- Artificial Intelligence (AI) helps to circumvent some challenges with traditional ESG data.
- Textual and satellite data analysis can discover key ESG risks and opportunities.
- AI contributes to ESG integration by providing an alternative source of data for monitoring ESG reporting.
THE DATA CHALLENGE
ESG data provided by rating agencies is essential, but there are concerns surrounding the quality of this data.
- There is a high degree of subjectivity in the choices made by the rating agencies on ESG criteria. They rely heavily on information provided by the companies being rated.
- Companies’ ESG ratings are reviewed infrequently while the direction of revisions tends to be strongly correlated with financial performance.1
- Large discrepancies among the agencies’ ratings can occur, partly due to the different methodologies used to deal with missing data (see figure 1). These can be large, but, interestingly, research has established that greater ESG disclosure actually leads to greater ESG rating disagreement.2
THE POTENTIAL OF AI
The good news is that AI tools are available now which can collect and analyse more information on ESG risks and opportunities than ever before. These tools improve the quality of data, analyse it effectively and create new exciting opportunities.

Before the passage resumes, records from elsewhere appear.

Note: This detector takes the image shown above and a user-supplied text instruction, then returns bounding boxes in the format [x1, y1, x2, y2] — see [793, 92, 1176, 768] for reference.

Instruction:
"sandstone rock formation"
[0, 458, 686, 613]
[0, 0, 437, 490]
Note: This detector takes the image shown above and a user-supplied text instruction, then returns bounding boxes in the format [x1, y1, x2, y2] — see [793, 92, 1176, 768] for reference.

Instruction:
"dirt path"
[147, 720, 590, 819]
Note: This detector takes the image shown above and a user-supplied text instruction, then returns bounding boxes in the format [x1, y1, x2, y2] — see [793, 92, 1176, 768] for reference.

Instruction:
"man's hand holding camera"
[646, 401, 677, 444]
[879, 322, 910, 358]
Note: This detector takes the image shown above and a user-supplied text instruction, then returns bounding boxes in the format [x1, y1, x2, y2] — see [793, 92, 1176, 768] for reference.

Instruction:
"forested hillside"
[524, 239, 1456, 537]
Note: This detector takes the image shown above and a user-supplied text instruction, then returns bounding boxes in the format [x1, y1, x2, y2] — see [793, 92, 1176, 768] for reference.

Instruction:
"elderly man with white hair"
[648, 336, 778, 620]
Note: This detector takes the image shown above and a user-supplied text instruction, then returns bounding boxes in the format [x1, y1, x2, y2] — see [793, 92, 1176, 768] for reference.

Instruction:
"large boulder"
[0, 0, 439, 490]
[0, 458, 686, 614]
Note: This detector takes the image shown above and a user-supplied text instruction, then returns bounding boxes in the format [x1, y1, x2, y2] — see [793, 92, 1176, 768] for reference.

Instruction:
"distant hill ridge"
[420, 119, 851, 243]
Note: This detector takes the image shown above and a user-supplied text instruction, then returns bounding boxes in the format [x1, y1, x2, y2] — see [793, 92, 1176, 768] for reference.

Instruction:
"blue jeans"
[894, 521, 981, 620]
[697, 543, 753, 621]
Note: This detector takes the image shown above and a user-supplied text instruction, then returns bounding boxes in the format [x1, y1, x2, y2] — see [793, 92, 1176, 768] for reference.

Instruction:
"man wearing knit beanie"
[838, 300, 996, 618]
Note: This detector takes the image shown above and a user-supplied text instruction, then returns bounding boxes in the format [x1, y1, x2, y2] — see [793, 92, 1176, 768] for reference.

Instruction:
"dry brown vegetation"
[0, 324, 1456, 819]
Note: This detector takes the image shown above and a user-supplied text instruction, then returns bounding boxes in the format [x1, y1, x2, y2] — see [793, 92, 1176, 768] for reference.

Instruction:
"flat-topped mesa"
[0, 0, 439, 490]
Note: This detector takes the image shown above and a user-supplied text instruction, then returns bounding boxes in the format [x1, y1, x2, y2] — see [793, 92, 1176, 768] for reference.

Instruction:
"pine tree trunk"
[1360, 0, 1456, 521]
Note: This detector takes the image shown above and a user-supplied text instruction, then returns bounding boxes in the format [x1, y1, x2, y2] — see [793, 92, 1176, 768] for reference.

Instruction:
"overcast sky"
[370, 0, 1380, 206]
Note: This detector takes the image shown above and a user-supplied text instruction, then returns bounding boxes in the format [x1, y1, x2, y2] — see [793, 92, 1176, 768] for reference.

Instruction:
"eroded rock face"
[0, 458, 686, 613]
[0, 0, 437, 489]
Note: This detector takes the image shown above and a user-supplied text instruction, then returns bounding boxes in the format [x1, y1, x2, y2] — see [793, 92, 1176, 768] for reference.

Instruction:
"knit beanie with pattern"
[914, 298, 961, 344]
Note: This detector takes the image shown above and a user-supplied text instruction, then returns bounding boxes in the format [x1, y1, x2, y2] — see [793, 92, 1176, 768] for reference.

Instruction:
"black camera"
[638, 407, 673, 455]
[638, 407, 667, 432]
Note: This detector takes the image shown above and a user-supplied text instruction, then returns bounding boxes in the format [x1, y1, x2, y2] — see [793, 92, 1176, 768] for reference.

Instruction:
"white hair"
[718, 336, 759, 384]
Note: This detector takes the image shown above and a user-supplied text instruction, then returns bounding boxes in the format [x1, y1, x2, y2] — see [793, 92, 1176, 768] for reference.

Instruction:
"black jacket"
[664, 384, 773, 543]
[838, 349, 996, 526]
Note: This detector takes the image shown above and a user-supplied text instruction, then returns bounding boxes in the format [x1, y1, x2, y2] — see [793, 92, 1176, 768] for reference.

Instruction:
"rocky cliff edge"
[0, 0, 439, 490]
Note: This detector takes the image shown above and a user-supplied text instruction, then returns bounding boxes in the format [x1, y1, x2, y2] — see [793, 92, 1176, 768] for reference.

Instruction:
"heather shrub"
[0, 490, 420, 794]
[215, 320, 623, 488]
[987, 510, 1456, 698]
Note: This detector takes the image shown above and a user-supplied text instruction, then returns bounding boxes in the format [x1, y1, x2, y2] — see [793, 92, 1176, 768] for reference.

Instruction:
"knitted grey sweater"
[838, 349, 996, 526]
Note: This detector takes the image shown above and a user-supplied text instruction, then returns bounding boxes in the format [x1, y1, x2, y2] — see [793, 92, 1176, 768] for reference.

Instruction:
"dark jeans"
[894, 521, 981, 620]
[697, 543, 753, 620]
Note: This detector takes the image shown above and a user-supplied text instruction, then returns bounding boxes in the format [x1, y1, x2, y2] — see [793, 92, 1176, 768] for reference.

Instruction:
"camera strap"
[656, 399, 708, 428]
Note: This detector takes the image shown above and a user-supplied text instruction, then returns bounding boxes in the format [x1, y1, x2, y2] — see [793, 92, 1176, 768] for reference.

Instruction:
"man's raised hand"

The benefits of AI in ESG investing include:
1 | Provides textual analysis to measure companies’ ESG incidents and commitments
Textual analysis can identify companies’ controversies and important ESG news. ESG data providers (e.g. RepRisk and Truvalue Labs) can use Natural Language Processing (NLP) tools to analyse real-time company information to measure controversies surrounding environmental policies, working conditions, child labour, corruption, etc. For example, RepRisk analyses more than 80,000 media, stakeholders and third party sources daily, detecting incidents that occur in companies’ ESG policies. This type of analysis can be very informative, adding value to ESG investment processes.
Box 1. The Amundi Institute adds value through research
Textual analysis can also shine a lens on companies’ ESG commitments. Research has been conducted focused on climate disclosures.

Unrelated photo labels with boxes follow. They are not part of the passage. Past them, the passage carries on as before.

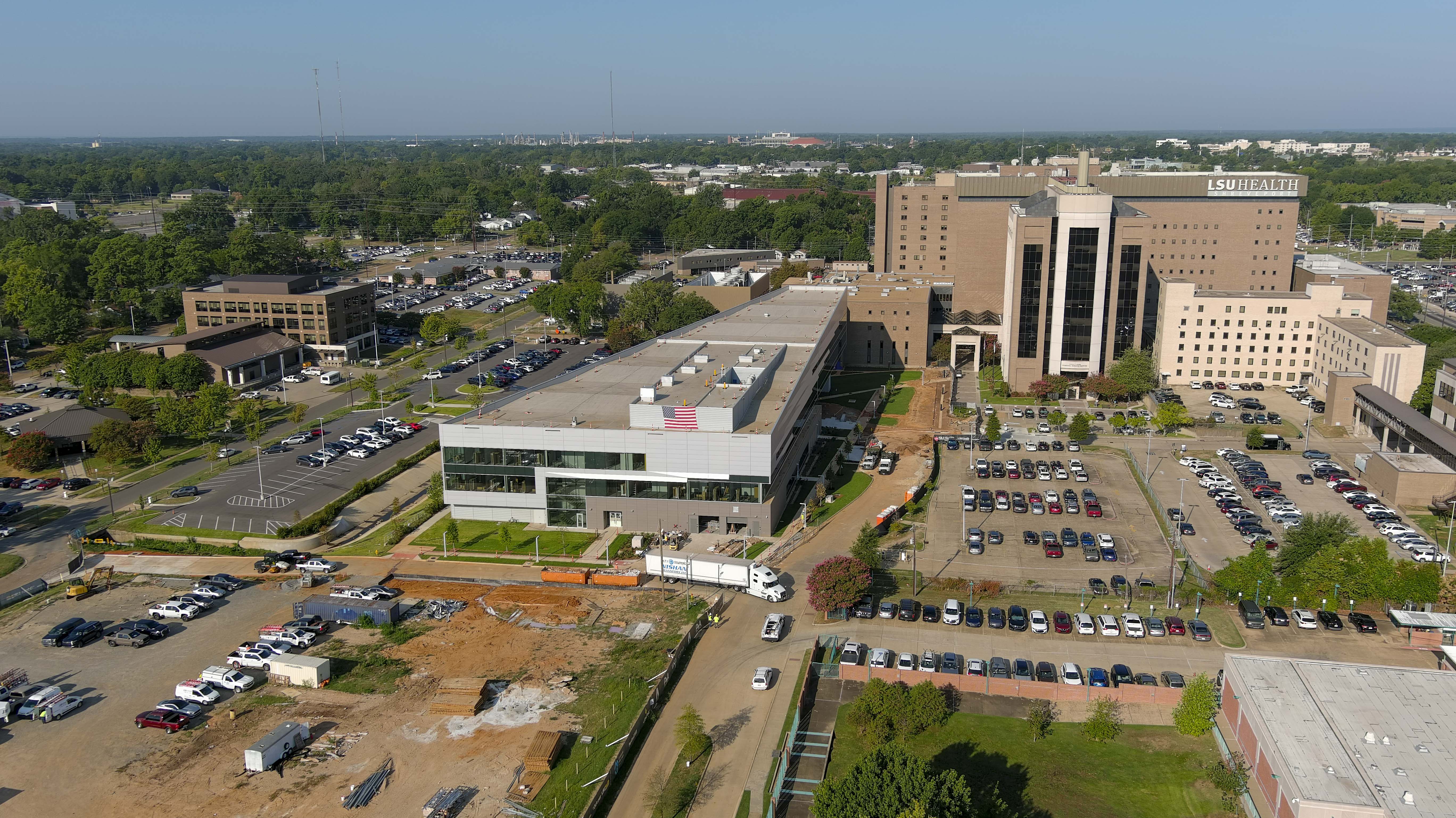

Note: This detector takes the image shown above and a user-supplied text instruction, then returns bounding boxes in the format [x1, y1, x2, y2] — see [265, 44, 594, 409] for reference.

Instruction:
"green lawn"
[415, 517, 597, 556]
[0, 554, 25, 576]
[829, 704, 1227, 818]
[882, 386, 914, 415]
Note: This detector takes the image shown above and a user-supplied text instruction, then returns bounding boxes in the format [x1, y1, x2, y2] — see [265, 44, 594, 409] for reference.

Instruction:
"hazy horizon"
[11, 0, 1456, 140]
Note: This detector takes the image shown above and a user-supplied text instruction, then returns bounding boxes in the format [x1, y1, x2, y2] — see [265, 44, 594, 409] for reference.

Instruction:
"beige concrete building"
[1156, 278, 1370, 389]
[1290, 255, 1391, 323]
[1364, 202, 1456, 236]
[874, 157, 1308, 390]
[182, 275, 379, 361]
[1308, 313, 1425, 402]
[1431, 358, 1456, 429]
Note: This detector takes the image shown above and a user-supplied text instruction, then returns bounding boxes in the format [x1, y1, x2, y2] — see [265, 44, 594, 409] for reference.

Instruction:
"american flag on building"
[663, 406, 697, 431]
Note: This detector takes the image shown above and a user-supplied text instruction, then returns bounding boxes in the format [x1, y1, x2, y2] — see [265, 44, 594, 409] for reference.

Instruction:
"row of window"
[1178, 355, 1309, 368]
[192, 301, 335, 316]
[444, 445, 647, 471]
[1173, 371, 1299, 381]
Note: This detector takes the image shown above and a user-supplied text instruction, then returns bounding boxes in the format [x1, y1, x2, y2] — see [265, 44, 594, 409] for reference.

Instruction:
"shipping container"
[293, 594, 402, 624]
[591, 569, 642, 588]
[268, 654, 329, 687]
[243, 722, 309, 773]
[542, 568, 591, 585]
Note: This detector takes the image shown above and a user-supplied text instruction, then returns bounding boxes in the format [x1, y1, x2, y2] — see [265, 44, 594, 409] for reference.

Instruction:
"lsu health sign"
[1209, 176, 1299, 197]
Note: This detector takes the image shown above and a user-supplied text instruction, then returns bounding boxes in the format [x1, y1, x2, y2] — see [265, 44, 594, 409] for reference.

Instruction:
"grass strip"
[826, 704, 1226, 818]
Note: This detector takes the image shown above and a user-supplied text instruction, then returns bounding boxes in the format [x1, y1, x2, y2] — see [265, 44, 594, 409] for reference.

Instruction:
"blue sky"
[0, 0, 1456, 138]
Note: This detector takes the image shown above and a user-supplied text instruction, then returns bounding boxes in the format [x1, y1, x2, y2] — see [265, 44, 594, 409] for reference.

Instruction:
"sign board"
[1209, 176, 1299, 198]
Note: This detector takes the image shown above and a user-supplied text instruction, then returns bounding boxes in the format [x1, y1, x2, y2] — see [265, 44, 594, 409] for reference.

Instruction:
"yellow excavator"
[65, 566, 111, 600]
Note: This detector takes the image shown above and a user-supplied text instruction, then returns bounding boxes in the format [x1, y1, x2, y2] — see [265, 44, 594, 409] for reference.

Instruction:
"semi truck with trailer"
[647, 549, 789, 603]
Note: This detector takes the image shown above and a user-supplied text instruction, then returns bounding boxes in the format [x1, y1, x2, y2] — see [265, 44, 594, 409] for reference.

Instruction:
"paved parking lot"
[1153, 441, 1409, 568]
[0, 582, 310, 815]
[919, 435, 1169, 587]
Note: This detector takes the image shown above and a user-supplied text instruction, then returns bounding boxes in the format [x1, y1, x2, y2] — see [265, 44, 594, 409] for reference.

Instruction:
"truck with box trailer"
[293, 594, 400, 624]
[243, 722, 309, 773]
[647, 549, 789, 603]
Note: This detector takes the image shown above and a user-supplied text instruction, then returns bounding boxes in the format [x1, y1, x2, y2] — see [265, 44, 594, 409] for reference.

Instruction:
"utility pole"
[313, 68, 329, 164]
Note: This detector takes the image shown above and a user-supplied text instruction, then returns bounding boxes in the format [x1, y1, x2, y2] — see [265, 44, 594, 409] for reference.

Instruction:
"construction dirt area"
[0, 581, 686, 817]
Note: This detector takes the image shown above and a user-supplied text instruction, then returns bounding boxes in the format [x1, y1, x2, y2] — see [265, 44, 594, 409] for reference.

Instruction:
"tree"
[1082, 373, 1127, 400]
[4, 432, 55, 471]
[1067, 412, 1092, 441]
[1206, 750, 1249, 812]
[1391, 287, 1425, 323]
[1153, 400, 1193, 434]
[1107, 349, 1157, 396]
[805, 556, 869, 611]
[673, 703, 712, 764]
[1027, 699, 1061, 741]
[1173, 672, 1217, 735]
[849, 521, 879, 569]
[1082, 697, 1123, 742]
[162, 352, 213, 394]
[811, 742, 978, 818]
[419, 313, 462, 344]
[89, 418, 141, 464]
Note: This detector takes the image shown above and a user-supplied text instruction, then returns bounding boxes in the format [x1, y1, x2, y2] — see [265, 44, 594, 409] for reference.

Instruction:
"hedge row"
[131, 537, 274, 556]
[275, 441, 440, 540]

Box 2. Shinning a lens on ESG commitments
2 | Collects satellite and sensor data to determine environmental impact and physical risk exposures
Recent years have seen a remarkable increase in satellite and sensor data.11 Possessing a wide geographical coverage, this data can be used to verify companies’ carbon emissions, or to analyse their impact on ecosystems: air pollution, waste production, deforestation, floods etc. This data type can also be a key ingredient of climate risk stress testing models, the findings of which have been very informative, in our view.
Box 3. AI is a key ingredient of climate risk stress testing models
3 | Bridges the gaps in company data
AI can help to bridge the gaps in corporate disclosures. While it is considered mandatory for large companies to report on Scope 1 and 2 greenhouse gas (GHG) emissions, reporting on Scope 3 emissions (indirect emissions that occur in a company’s value chain) is optional.18 However, Scope 3 emissions can often be the largest component of companies’ total GHG emissions.
To estimate these, a link for every stage of a company’s industrial processes with its carbon emissions is required, information which is rarely publicly available. To date, data vendors (e.g. CarbonMetrics, Refinitiv ESG Carbon Data) have relied on simple regression models to predict the likely GHG emissions of some companies. A recent study19 used statistical learning techniques to develop models to predict such emissions based on publicly available data. This approach generated more accurate results than previous models.
AI ENHANCES ESG DATA BUT IS NOT WITHOUT ITS DRAWBACKS
Ratings based on NLP signals can become public “sentiment” indicators, particularly when the primary source of data comes from social media. For example, a study of the criteria used by Truvalue Labs to assess companies’ ESG risks, demonstrated that it overweighed certain key issues (the ones that generate the most ESG controversies) and that weights change through time.20
Company disclosures can also be subject to manipulation as more communication is being reshaped in light of AI algorithms.
Managers can learn to avoid words that could be perceived as negative while favouring language preferred by ESG algorithms.
Another issue is a lack of historical data in some instances, which might lead to biases and representatively issues.
Research comparing six physical risk scores showed a low correlation between rating providers, even among those based on similar methodologies.22 In particular, they identified a low correlation between physical risk metrics derived from model-based approaches (i.e. Trucost, Carbon4 Finance and South Pole) and language-based approaches (Truvalue Labs, academic scores).
THE FUTURE OF AI IN ESG INVESTING
AI has the potential to contribute notably to improving the monitoring of ESG reporting and goals. However, there are still challenges in analysing the extensive data available while the choice of one measure over another could have a large impact on the outcome. In the end, a comprehensive investment process should avoid placing too much confidence in a single measure. Furthermore, one also needs to consider the costs of maintaining alternative datasets: not only the costs of acquiring data, but also the investment required to store and integrate these large datasets, activities that might necessitate a dedicated team. Overall, the common consensus is that ESG integration into investment approaches will become more profound and the ability to use robust data will play a major role in that process. Not only can AI help to extract relevant information from existing data sources, it also offers exciting opportunities to create new ones.